Vijayanagara rulers and their people may be judged in terms of the actions and thought of their predecessors both in and outside Karnataka. It is with this object that the following method has been adopted in the work. Classical and mediaeval Hindu theories relating to government and society have been first given followed by Vijayanagara conceptions of the same. Further, the origin of the political and social institutions of the Vijayanagara princes and people has been traced to their Hoysala and Tamil antecedents, in order to bring out more clearly the historical sequence that may be said to govern the actions of the mediaeval Hindu monarchs. An attempt has been made for the first time to bring before the reader classical and mediaeval Hindu theory in harmony with Vijayanagara maxims and practice. [Emphasis added]
The two majestic volumes are the living proofs of the success and fulfilment of this vision of writing Vijayanagara history. But let’s hear the intrinsic value of epigraphic sources for reconstructing Vijayanagara history from the horse’s mouth:
Evidence from all available sources has been utilized. And no source of information has been found so fruitful as the numerous epigraphical records which contain, especially in regard to government and social matters, innumerable details which throws flood light on the internal organization of Vijayanagara. [Emphasis added]
In a direct challenge to the prevailing European notions of Indian history, Saletore gives us this gem:
History is not preordained. Event Y will not automatically or naturally follow from event X. More often than not, great events of history occur through freak accidents of insignificance and end up having far reaching consequences.

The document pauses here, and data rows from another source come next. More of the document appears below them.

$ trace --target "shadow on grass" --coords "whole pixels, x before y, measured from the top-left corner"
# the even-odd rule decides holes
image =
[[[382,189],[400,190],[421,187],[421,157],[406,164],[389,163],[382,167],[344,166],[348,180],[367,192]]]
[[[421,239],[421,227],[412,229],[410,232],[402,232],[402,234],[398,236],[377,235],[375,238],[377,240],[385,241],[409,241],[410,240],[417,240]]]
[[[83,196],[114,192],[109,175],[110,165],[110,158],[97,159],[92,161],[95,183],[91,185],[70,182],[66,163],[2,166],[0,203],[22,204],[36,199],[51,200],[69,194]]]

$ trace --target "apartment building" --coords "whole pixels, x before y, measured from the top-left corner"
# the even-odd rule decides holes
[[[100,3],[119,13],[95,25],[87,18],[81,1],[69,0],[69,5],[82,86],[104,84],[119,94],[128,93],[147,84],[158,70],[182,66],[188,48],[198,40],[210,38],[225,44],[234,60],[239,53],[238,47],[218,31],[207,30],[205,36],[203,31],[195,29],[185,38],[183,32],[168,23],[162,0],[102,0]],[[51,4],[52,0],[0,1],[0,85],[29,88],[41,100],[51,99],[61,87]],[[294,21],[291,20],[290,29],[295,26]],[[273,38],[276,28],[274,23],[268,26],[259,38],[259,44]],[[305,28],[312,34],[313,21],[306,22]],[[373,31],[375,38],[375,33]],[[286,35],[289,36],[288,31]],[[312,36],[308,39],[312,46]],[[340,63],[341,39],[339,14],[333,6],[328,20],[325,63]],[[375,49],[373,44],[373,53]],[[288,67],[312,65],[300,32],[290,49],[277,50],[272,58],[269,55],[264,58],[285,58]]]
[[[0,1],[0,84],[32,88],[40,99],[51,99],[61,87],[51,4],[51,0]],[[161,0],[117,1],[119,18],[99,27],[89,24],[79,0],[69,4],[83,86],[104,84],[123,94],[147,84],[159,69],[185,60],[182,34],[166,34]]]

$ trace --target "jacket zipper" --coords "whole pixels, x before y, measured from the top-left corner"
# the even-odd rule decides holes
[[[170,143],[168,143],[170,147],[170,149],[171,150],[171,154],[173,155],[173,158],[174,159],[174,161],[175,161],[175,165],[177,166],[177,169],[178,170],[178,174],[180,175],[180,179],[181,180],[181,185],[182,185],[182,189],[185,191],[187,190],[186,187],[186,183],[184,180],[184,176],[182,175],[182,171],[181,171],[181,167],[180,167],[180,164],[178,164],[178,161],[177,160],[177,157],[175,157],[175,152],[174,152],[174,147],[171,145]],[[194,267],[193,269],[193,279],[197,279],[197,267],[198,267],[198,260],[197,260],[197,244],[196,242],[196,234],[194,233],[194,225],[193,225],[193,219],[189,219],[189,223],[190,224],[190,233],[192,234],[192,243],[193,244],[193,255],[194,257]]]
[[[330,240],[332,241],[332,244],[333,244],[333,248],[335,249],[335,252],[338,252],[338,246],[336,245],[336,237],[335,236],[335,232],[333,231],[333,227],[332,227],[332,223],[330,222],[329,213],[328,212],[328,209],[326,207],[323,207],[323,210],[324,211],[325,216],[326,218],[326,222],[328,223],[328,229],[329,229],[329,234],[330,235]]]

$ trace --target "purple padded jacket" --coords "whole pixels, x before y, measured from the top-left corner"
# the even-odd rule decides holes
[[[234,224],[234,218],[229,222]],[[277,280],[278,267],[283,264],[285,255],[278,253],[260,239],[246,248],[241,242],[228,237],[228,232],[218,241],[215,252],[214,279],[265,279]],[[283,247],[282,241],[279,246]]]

Thus, Saletore correctly holds that the "study of the manner in which Hindus of those times led their lives" has a direct bearing on our understanding of how Hindus successfully warded off Islamic invasions in south India. Writing the history of Vijayanagara sans this perspective and understanding is fruitless at best and dangerous at worst, which has been the case today. And unlike the well-meaning but apologetic historians of today, Saletore was a fearless exponent of historical truths.